Al entrar en su consulta y escuchar el motivo de la visita, aquella buena mujer me miró con cara de compasión, y me mandó directamente a la sala de espera, mientras reservaba la terapia para mis padres. A la media hora les vi salir con gesto compungido, y un montón de libros debajo del brazo. Hojeándolos en casa entendí su cara de preocupación, todas aquellas historias empezaban con párrafos como: Cuando sus padres encontraron a Ken ahorcado en el granero, ya era tarde para reaccionar. Supongo que, en aquellos meses, desaproveché la ocasión de pedir a mis padres cualquier cosa, tantas eran sus ganas de verme feliz, que me hubieran consentido los caprichos más disparatados.

Cuando creía que lo peor había pasado, mis amigos se empeñaron en ayudar. Por difícil de creer que resulte, nadie conocía entonces a demasiadas personas gays, y se propusieron acabar con aquello. Como primer paso, decidieron que se debía acabar el monopolio hetero de las noches y, empezaron a sacarme de copas por bares de ambiente. Una vez allí, se acodaban en la barra y decidían a quien presentarme, como si fuese la sobrina soltera de la familia. Que haya logrado sobrevivir a aquello es la prueba científica de que nadie puede morir de vergüenza, por sonrojante que resulten las experiencias a las que se enfrente.

Agotado de secretos, aquel verano me lancé a una carrera frenética de cafés y conversaciones, intentando explicar a amigos y familiares lo que estaba viviendo. Creía que, cuanto antes lo supiese todo el mundo, antes sería capaz de recuperar la normalidad y dejar todo atrás. Aquello resultó una experiencia emocionalmente agotadora, y, en muchos aspectos, frustrante. Vivía con la sensación de deberle al resto del mundo una justificación, como si fuese mi responsabilidad ayudarles a entender y me arriesgase a cargar con las consecuencias si no lo conseguía. Tardé en descubrir que no era la manera, y me costó aún más convencerme de que no debía a nadie ninguna explicación.
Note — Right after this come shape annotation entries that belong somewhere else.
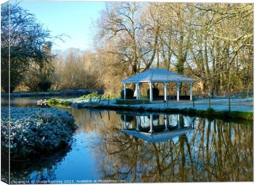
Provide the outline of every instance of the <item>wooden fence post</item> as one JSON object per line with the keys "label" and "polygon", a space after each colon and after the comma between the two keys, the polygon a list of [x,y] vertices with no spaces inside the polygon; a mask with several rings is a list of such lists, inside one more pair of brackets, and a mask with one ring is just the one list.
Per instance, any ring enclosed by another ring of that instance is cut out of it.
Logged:
{"label": "wooden fence post", "polygon": [[109,105],[109,99],[107,101],[107,105]]}
{"label": "wooden fence post", "polygon": [[168,104],[169,104],[169,96],[167,96],[167,106],[168,106]]}
{"label": "wooden fence post", "polygon": [[230,111],[230,96],[228,97],[228,111]]}
{"label": "wooden fence post", "polygon": [[99,104],[100,104],[100,100],[101,99],[101,96],[102,95],[100,95],[100,100],[99,100]]}
{"label": "wooden fence post", "polygon": [[193,108],[194,108],[194,96],[193,96],[192,99],[193,99]]}

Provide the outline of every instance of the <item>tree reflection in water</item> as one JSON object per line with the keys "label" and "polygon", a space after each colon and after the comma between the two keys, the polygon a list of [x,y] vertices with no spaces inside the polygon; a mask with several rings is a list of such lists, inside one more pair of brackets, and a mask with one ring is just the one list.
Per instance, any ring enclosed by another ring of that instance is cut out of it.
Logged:
{"label": "tree reflection in water", "polygon": [[[165,115],[152,115],[155,133],[168,132],[164,132],[166,124],[170,131],[194,129],[165,137],[162,142],[151,142],[122,132],[125,128],[133,131],[137,127],[140,132],[148,132],[149,114],[126,113],[126,124],[121,113],[58,108],[70,111],[78,125],[72,150],[67,148],[42,160],[35,158],[29,163],[11,162],[12,180],[64,180],[67,176],[80,179],[84,177],[78,173],[81,171],[92,179],[123,179],[126,182],[253,180],[251,125],[181,115],[166,115],[166,119]],[[86,165],[89,160],[92,161],[90,166]],[[3,177],[5,170],[1,172]]]}
{"label": "tree reflection in water", "polygon": [[[138,119],[129,116],[131,121],[126,128],[135,130]],[[125,117],[121,116],[121,128],[126,128]],[[168,126],[182,128],[191,121],[182,115],[167,117]],[[141,116],[139,120],[145,118]],[[148,126],[147,116],[146,120]],[[163,115],[156,120],[153,127],[164,128]],[[106,124],[99,125],[97,139],[92,139],[90,147],[100,156],[97,160],[102,178],[126,182],[252,181],[252,127],[217,120],[192,121],[193,132],[156,143],[110,129]]]}

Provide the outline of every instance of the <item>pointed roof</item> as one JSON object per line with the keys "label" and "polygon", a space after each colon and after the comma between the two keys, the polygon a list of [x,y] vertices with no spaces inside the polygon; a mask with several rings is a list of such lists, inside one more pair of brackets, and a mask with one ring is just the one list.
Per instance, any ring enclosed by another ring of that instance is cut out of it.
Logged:
{"label": "pointed roof", "polygon": [[164,69],[151,69],[121,81],[122,83],[135,82],[192,82],[194,79]]}

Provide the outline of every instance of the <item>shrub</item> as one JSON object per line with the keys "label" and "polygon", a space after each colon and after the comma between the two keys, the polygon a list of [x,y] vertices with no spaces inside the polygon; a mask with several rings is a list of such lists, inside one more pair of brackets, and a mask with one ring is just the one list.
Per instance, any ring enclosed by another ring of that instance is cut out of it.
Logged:
{"label": "shrub", "polygon": [[10,125],[11,158],[27,158],[31,155],[51,153],[68,145],[77,126],[70,113],[52,108],[2,106],[1,155],[9,155],[9,124]]}
{"label": "shrub", "polygon": [[63,100],[62,99],[57,99],[54,98],[47,100],[46,103],[49,105],[70,105],[72,104],[72,102],[68,101]]}
{"label": "shrub", "polygon": [[51,86],[52,86],[52,83],[49,81],[38,83],[39,89],[44,92],[47,91],[51,87]]}
{"label": "shrub", "polygon": [[116,103],[118,104],[126,104],[127,105],[137,105],[140,104],[148,104],[150,103],[148,99],[116,99]]}
{"label": "shrub", "polygon": [[[159,89],[158,89],[157,88],[152,88],[152,92],[153,92],[153,97],[157,97],[158,96],[159,96]],[[150,95],[150,90],[149,89],[148,89],[147,90],[147,96],[148,97],[149,97]]]}
{"label": "shrub", "polygon": [[[133,95],[134,94],[134,92],[131,89],[129,88],[126,88],[126,97],[133,97]],[[122,99],[123,99],[123,89],[120,93],[121,95],[121,97]]]}
{"label": "shrub", "polygon": [[97,98],[99,97],[99,94],[98,94],[97,92],[94,92],[92,93],[89,94],[87,95],[84,95],[83,96],[81,96],[78,98],[79,99],[83,99],[83,98],[90,98],[91,97],[92,98]]}

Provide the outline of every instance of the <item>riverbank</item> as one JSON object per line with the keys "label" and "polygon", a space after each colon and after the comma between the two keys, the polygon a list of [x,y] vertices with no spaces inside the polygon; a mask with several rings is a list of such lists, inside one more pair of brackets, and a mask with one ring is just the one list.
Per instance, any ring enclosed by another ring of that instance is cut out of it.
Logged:
{"label": "riverbank", "polygon": [[[56,109],[10,107],[1,108],[1,155],[7,158],[28,159],[50,154],[70,144],[77,126],[69,111]],[[10,138],[8,128],[12,129]],[[9,154],[8,143],[10,144]]]}
{"label": "riverbank", "polygon": [[[91,90],[89,89],[64,89],[61,90],[52,91],[46,92],[13,92],[10,94],[10,97],[24,97],[29,96],[47,96],[65,95],[87,95],[94,92],[97,92],[99,95],[103,94],[104,90],[102,89]],[[1,92],[1,97],[8,97],[9,94]]]}
{"label": "riverbank", "polygon": [[[211,99],[211,107],[208,99],[199,99],[193,102],[190,101],[171,101],[168,106],[162,102],[156,102],[149,104],[140,105],[118,105],[116,99],[103,98],[100,103],[89,99],[73,99],[65,100],[71,104],[69,106],[78,109],[106,109],[111,110],[154,112],[167,113],[181,113],[190,116],[200,116],[209,119],[218,118],[223,120],[241,119],[253,120],[253,99],[232,99],[230,100],[230,110],[228,111],[228,99]],[[53,105],[51,105],[52,106]]]}

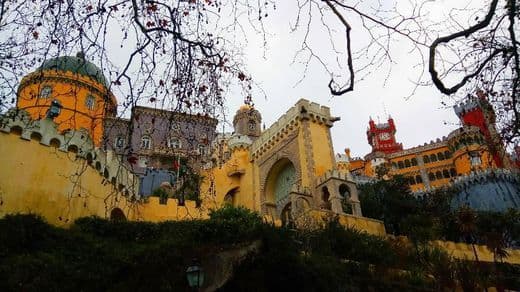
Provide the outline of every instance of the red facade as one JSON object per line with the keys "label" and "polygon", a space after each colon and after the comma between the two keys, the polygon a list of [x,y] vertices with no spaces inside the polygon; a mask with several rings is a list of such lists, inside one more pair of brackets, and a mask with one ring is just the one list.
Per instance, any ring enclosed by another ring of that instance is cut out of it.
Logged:
{"label": "red facade", "polygon": [[395,123],[392,118],[385,124],[376,124],[370,119],[367,130],[367,139],[373,152],[390,154],[403,150],[403,144],[395,140]]}

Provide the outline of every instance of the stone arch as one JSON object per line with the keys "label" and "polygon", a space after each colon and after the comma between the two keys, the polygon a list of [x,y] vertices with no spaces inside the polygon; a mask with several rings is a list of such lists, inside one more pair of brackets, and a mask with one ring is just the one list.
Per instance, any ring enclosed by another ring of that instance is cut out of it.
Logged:
{"label": "stone arch", "polygon": [[346,183],[339,185],[339,194],[341,195],[341,207],[343,208],[343,212],[352,214],[352,204],[350,202],[352,191]]}
{"label": "stone arch", "polygon": [[292,226],[294,224],[294,219],[292,216],[292,204],[289,202],[285,207],[283,207],[282,212],[280,214],[280,219],[282,220],[282,226]]}
{"label": "stone arch", "polygon": [[[285,177],[280,177],[280,175],[285,175]],[[291,179],[291,176],[292,175],[292,181],[286,181],[286,182],[283,182],[281,181],[281,179]],[[296,182],[297,180],[297,170],[296,170],[296,167],[294,166],[294,164],[292,163],[291,160],[289,160],[288,158],[282,158],[282,159],[279,159],[278,161],[276,161],[276,163],[274,163],[269,172],[268,172],[268,175],[266,177],[266,180],[265,180],[265,190],[264,190],[264,199],[266,202],[269,202],[269,203],[273,203],[273,204],[276,204],[277,201],[279,200],[283,200],[284,195],[289,195],[289,192],[292,188],[292,184],[294,182]],[[278,186],[277,186],[278,184]],[[277,187],[282,187],[283,184],[283,187],[285,187],[285,189],[278,189],[278,191],[280,192],[278,194],[278,198],[276,197],[277,194],[276,194],[276,191],[277,191]],[[282,193],[283,191],[283,193]]]}
{"label": "stone arch", "polygon": [[94,161],[94,155],[92,155],[92,153],[87,153],[87,163],[88,164],[92,164],[92,162]]}
{"label": "stone arch", "polygon": [[323,186],[321,188],[321,208],[325,210],[330,210],[332,208],[330,202],[330,192],[327,186]]}
{"label": "stone arch", "polygon": [[126,221],[125,213],[120,208],[114,208],[112,211],[110,211],[110,220]]}
{"label": "stone arch", "polygon": [[298,197],[294,203],[293,213],[296,214],[304,213],[311,207],[309,201],[306,198]]}

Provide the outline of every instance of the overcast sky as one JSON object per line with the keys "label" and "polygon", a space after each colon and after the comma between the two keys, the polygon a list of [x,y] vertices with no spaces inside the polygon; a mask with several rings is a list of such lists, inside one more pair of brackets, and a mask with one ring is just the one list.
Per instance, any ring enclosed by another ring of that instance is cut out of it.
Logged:
{"label": "overcast sky", "polygon": [[[331,130],[336,153],[343,153],[343,149],[348,147],[352,156],[364,156],[371,150],[366,139],[370,116],[376,122],[386,122],[387,116],[391,115],[397,127],[397,140],[405,148],[447,136],[459,126],[451,106],[441,104],[441,101],[449,103],[450,99],[443,97],[433,86],[419,87],[410,96],[414,89],[413,81],[417,80],[422,67],[416,66],[420,59],[410,53],[410,44],[405,41],[392,44],[391,66],[371,68],[364,80],[356,80],[355,90],[344,96],[330,95],[327,88],[330,77],[315,61],[311,62],[303,81],[297,84],[303,76],[304,66],[292,61],[301,45],[302,32],[290,33],[290,24],[294,24],[295,19],[294,3],[290,2],[279,1],[277,10],[271,12],[271,18],[266,22],[269,32],[267,46],[263,47],[262,39],[251,34],[245,50],[248,69],[267,96],[264,98],[259,92],[254,96],[255,106],[267,127],[300,98],[305,98],[330,107],[332,115],[341,117]],[[428,8],[430,15],[442,19],[448,11],[444,5],[445,1],[432,2]],[[336,21],[333,15],[328,17],[331,22]],[[340,26],[337,28],[341,29]],[[362,43],[363,33],[354,23],[353,41]],[[335,56],[326,45],[329,38],[323,31],[316,30],[311,34],[317,53]],[[336,42],[342,44],[341,39]],[[356,44],[353,46],[359,48]],[[338,49],[343,50],[343,47],[338,46]],[[328,61],[332,63],[333,59]],[[241,98],[229,98],[227,105],[231,116],[241,102]]]}

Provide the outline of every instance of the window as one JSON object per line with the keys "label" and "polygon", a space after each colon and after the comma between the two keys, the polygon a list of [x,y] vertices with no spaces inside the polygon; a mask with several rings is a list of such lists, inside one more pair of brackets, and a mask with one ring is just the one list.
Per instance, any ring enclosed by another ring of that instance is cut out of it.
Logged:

En realidad, nada fue tan difícil, ni tampoco tan sencillo. Lo viví con la intensidad del que ve moverse bajo sus pies su apacible vida de chico de provincias, y con la incertidumbre de sentirse distinto a una edad en la que no conseguir las zapatillas de moda era motivo de exclusión. Hoy me sonrojo cuando lo escribo con este tono de testimonio de superación, como si hubiese escapado de una lapidación segura. Con los años he visto que este tipo de escenas forman parte de la biografía de muchos amigos, con los mismos ingredientes de vencer el miedo, de sentimientos de vergüenza y culpabilidad, y que todo lo que esta historia tiene de especial lo tiene únicamente para mí. Hubo errores y algunas cosas tristes, pero sobre todo mucho cariño, y hoy sonrío cuando imagino qué habría pensado si ese verano alguien me hubiese propuesto contarlo todo en un periódico.